David Rakia (דוד רקיה; 1928-December, 2012) was an Israeli painter known for his dream-like depictions of Jerusalem and use of Hebrew letters in his compositions.

==Biography==
David Rakia was born in Vienna, Austria into a religious Jewish family. His grandfather was a sofer, a traditional religious scribe, and though his father was a tailor, he also was trained in the same tradition. In 1938 Rakia's family emigrated to Mandatory Palestine following the Anschluss. He fought in the 1948 Arab–Israeli War, during which he was wounded and his brother killed. It was while recovering in a sanatorium that Rakia received his first art lessons from Mordecai Ardon. After his discharge, Rakia enrolled at Bezalel Academy of Arts and Design in 1953, and there he studied under Isidor Ascheim and Yaacov Eisenscher among others. In 1955 Rakia completed the program there and left for the Beaux-Arts de Paris where he worked under Jean Souverbie.

In Paris, Rakia befriended numerous artists including Ossip Zadkine, Max Ernst, Emmanuel Mane-Katz, and Marc Chagall. It was under the suggestion of Samuel Bak that he change his name from Sternfeld (Star-field) to Rakia (Hebrew, for heavens). In 1960 Rakia returned to Israel.

==Influences and Styles==

The Israeli critic Gideon Ofrat sees Rakia as practically the only true Surrealist in Jewish art. Contemporaries and others who speak of Rakia will mention Expressionism at least as frequently. In his later works many invoke Abstract expressionism or even action art. Many make note of his Kabbalistic symbols, while others discuss his abstract geometric pieces. More cautious observers will simply write of "abstraction." All this speaks to a striking range and versatility of an entire gamut of modern styles. Nearly all mention his treatment of Jerusalem as a subject, and speak of his portrayal of the heavenly and terrestrial Jerusalem. Nearly all also note his incorporation of Hebrew letters in his works, to varying degrees.

Ofrat says that Rakia was an adherent of Rudolf Steiner's Anthroposophy, but that after his return to Israel, Rakia became more interested in Jewish themes and subjects.

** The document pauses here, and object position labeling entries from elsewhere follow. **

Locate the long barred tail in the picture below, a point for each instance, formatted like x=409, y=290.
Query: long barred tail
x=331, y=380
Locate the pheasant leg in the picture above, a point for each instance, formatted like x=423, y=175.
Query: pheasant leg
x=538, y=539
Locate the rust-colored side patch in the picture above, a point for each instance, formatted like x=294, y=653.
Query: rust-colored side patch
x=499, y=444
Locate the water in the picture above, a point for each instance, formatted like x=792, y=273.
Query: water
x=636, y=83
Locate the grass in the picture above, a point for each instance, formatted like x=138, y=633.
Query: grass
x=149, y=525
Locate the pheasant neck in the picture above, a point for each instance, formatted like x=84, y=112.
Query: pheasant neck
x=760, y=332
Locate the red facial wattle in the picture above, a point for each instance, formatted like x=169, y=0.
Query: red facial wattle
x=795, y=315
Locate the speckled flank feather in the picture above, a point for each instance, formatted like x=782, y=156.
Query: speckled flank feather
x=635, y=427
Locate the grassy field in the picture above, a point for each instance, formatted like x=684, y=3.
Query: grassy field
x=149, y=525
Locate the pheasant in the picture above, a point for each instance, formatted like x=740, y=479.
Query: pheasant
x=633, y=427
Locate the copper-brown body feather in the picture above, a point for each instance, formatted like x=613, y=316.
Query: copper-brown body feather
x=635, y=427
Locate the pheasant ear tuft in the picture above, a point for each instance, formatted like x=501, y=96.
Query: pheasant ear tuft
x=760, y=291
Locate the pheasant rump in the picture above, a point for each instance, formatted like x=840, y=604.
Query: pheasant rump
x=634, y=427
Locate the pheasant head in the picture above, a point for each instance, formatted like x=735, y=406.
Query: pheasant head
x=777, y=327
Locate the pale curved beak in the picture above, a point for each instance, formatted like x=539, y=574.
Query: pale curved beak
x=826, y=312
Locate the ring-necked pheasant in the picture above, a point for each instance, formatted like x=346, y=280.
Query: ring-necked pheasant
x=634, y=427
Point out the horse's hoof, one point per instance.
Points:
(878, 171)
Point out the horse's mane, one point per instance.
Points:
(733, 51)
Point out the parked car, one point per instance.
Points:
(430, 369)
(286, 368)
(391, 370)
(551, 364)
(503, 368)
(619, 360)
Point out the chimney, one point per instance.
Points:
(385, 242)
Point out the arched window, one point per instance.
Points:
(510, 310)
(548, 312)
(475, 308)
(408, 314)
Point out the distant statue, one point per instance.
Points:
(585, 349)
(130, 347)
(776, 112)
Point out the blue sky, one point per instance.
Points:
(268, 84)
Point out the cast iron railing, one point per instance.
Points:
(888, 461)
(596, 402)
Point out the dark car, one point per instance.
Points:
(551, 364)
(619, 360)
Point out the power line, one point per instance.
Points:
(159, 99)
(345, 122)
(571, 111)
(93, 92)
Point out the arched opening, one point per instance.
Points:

That eventually precipitated a break with the movement. Rakia himself said that the Six-Day War was what caused him to address Jerusalem as a recurring motif. On the one hand Rakia seems unusually free to absorb all modern styles and shift between them. On the other, there seems an arc of stylistic development that constitutes an artistic journey, largely ending in increasingly abstract painting.

Rakia speaks of the influence of his grandfather and his fascination with Hebrew letters. At the same time, the clearest artistic influence on his use of letters and Kabbalistic symbols is Mordecai Ardon. Ruth Dorot reads a language of color in Rakia's work, with the artist himself feeling profound affinity to Wassily Kandinsky, constantly revisiting his Concerning the Spiritual in Art. To her, Rakia uses a specific language of color that can be read just as much as his letters. This influence of Kandisnky might also indicate the geometric shapes and lyrical curves in some of Rakia's painting, and more prominently featured in his drawing.

Towards the end of his life, Rakia suffered from a chronic illness that made it difficult to even hold his brush. He shifted in style again to color studies made entirely of Hebrew letters, and more abstract expressionist pieces.

==David Rakia Plaza==

In October 2020 Mayor Moshe Leon of Jerusalem dedicated David Rakia Plaza, not far from the Old City and the David Rakia Gallery.